Lucas fronçait les sourcils. Il aurait voulu savoir, lui, ce que le Petit Docteur avait derrière la tête.

— Eh bien ! Je vais me coucher…

— Moi aussi…

Ils trichaient tous les deux. La preuve qu’ils trichaient, c’est que le Petit Docteur prit un taxi et commanda à voix haute :

— Quai d’Orsay !… Au coin de la rue de Beaune… Lucas prit un autre taxi.

— Suivez la voiture qui est devant vous…

Place de l’Opéra, Jean Dollent ouvrit la glace qui le séparait du chauffeur.

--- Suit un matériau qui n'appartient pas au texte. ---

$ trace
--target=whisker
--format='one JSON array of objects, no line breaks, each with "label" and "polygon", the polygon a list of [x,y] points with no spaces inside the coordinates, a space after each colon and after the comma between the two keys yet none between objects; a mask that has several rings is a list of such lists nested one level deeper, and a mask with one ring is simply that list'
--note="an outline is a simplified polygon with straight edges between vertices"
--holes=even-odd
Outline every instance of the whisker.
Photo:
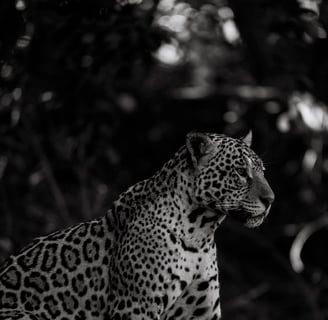
[{"label": "whisker", "polygon": [[264,167],[271,167],[272,164],[273,164],[273,162],[270,161],[270,160],[267,160],[267,159],[266,159],[266,154],[267,154],[267,152],[263,152],[263,153],[260,155],[260,158],[261,158],[261,160],[262,160],[262,163],[263,163]]},{"label": "whisker", "polygon": [[220,205],[236,205],[236,202],[233,202],[233,201],[231,201],[231,202],[223,202]]},{"label": "whisker", "polygon": [[220,205],[218,207],[220,207],[220,208],[233,208],[233,207],[235,207],[235,205],[228,204],[228,205]]},{"label": "whisker", "polygon": [[263,162],[263,165],[264,165],[265,167],[271,167],[272,164],[273,164],[272,161],[262,161],[262,162]]}]

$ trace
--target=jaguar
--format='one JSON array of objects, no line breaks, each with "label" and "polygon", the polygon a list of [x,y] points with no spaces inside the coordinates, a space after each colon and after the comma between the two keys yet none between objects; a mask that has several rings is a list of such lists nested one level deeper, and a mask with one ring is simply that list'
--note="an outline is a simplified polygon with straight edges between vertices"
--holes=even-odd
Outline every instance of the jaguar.
[{"label": "jaguar", "polygon": [[0,270],[0,319],[218,320],[214,232],[274,201],[251,133],[190,132],[100,218],[35,239]]}]

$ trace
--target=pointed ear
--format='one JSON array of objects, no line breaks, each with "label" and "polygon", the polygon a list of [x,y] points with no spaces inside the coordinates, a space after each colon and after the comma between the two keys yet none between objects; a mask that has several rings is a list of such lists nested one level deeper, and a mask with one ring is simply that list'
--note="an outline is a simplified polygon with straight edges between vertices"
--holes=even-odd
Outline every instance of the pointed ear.
[{"label": "pointed ear", "polygon": [[194,168],[204,165],[207,156],[212,153],[215,147],[210,137],[200,132],[188,133],[186,146]]},{"label": "pointed ear", "polygon": [[249,132],[247,133],[247,135],[245,137],[241,138],[241,140],[243,140],[249,147],[251,147],[252,140],[253,140],[252,130],[249,130]]}]

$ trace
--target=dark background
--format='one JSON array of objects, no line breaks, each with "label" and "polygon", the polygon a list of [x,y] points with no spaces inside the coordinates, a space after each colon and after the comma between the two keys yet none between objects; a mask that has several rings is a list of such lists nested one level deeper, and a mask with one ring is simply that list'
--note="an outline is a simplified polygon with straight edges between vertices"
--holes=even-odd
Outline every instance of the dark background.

— Hôpital Beaujon… En vitesse !…

Quand il y arriva, le faubourg Saint-Honoré était sombre et désert. Il sonna. La lourde porte s’ouvrit et le concierge le dévisagea.

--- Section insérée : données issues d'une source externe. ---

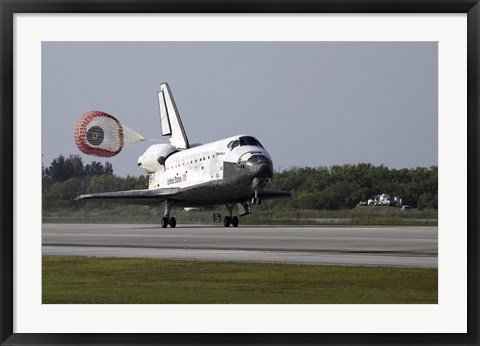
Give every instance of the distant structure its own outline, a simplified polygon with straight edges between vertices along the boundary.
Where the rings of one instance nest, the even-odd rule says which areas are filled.
[[[367,201],[361,201],[357,206],[387,206],[387,207],[401,207],[402,199],[399,197],[390,197],[386,193],[375,195]]]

— Je suis médecin… Je désire voir un de vos malades de toute urgence… Voulez-vous appeler l’interne de garde ?…

— Un instant… Si vous voulez attendre par ici…

Cela lui rappelait son internat à Bordeaux et il retrouvait les odeurs familières, les mêmes silhouettes blanches d’infirmières qui passaient sans bruit dans les couloirs.

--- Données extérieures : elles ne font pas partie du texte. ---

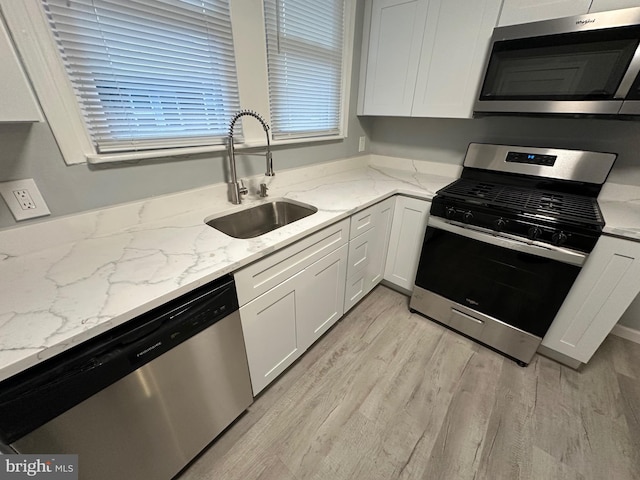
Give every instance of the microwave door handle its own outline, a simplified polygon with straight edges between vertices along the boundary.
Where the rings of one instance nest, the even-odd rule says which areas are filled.
[[[633,82],[638,77],[640,73],[640,42],[638,43],[638,47],[636,48],[636,52],[633,54],[633,58],[631,59],[631,63],[629,63],[629,68],[627,68],[624,77],[620,81],[620,85],[618,86],[618,90],[613,95],[615,99],[624,99],[627,97],[629,90],[631,90],[631,86]]]
[[[548,258],[549,260],[556,260],[558,262],[576,265],[578,267],[581,267],[587,259],[585,254],[567,250],[566,248],[526,243],[513,238],[507,238],[503,235],[496,235],[490,230],[484,231],[471,226],[461,227],[454,225],[438,217],[429,217],[427,225],[429,227],[455,233],[472,240],[489,243],[497,247],[528,253],[530,255],[536,255],[538,257]]]

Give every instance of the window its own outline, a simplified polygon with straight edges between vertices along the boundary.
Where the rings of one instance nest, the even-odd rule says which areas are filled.
[[[264,0],[275,140],[341,135],[344,0]]]
[[[222,144],[240,108],[228,0],[42,0],[98,153]]]

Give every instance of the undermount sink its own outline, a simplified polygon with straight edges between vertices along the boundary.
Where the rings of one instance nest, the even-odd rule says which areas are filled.
[[[317,211],[311,205],[278,198],[227,215],[208,217],[205,223],[230,237],[246,239],[284,227]]]

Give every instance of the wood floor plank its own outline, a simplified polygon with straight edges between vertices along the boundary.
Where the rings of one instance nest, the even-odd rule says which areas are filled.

Un jeune médecin en blouse blanche s’approchait enfin de lui.

— C’est vous qui voulez me parler ?

— Docteur Dollent… Je désirerais dire quelques mots à l’un de vos malades… Kees Van der Donck… Son état n’étant pas grave, je suppose…

— Vous tombez mal, mon cher confrère… Le Hollandais a été installé dans une chambre à part… Il y a des ordres pour qu’il ne puisse recevoir personne… J’ajouterai que la police doit avoir de bonnes raisons pour cela, puisqu’el a installé un inspecteur dans le couloir…

Depuis quelques instants, Dollent voyait le regard de son interlocuteur fixer quelque chose derrière lui et se retourna Lucas était là, placide et souriant.

— Vous auriez dû me dire tout à l’heure que vous désiriez un entretien avec Van der Donck… C’est moi qui ai donné des ordres pour que personne ne le dérange… Mais si vous y tenez…

Il montra sa carte à l’interne, qui ne put que s’incliner.

— Par ici…

Des couloirs. Des escaliers. Des lampes en veilleuse. Des infirmières encore et, tout au fond d’un couloir plus long que les autres, un homme assez jeune, le chapeau sur la tête, assis sur une chaise et fumant une courte pipe.

— Alors, Torrence ?

— Rien, patron…

— Tu as la clé ?

L’inspecteur la tira de sa poche et la tendit à son chef. Lucas ouvrit.

— Passez, docteur…

Dollent ne fit pas plus d’un pas dans la pièce. La fenêtre en était ouverte et il était en plein courant d’air. Non seulement le lit était vide, mais les draps ne s’y trouvaient plus. Attachés au pied d’une armoire, ils pendaient, noués les uns aux autres dans le vide extérieur.

— Désolant ! soupira le commissaire Lucas. C’est une histoire vraiment désagréable… De quoi vais-je avoir l’air demain, quand les gens apprendront que Kees Van der Donck, quoique blessé, a tenu à s’en aller par la fenêtre ?… Dites donc, Torrence… Vous n’avez rien entendu ?

— Rien, patron…

— Vous ne vous êtes pas absenté ?… Vous n’avez pas fait la cour aux infirmières ?…

— Je le jure, patron…

— Dans ce cas, vous êtes quand même fautif…

— Vous auriez dû prendre la précaution élémentaire de ne pas laisser ses vêtements dans sa chambre…

— Mais vous ne m’aviez pas dit…

— Avec vous autres, il faudrait tout dire, tout prévoir… Vous n’avez qu’à connaître votre métier, sacrebleu !… Vous pouvez aller vous coucher… Je ne crois pas indispensable de garder une chambre vide…

Cette fois, le Petit Docteur et Lucas se séparèrent au coin du quai d’Orsay et de la rue de Beaune, et Dollent alla réellement se coucher.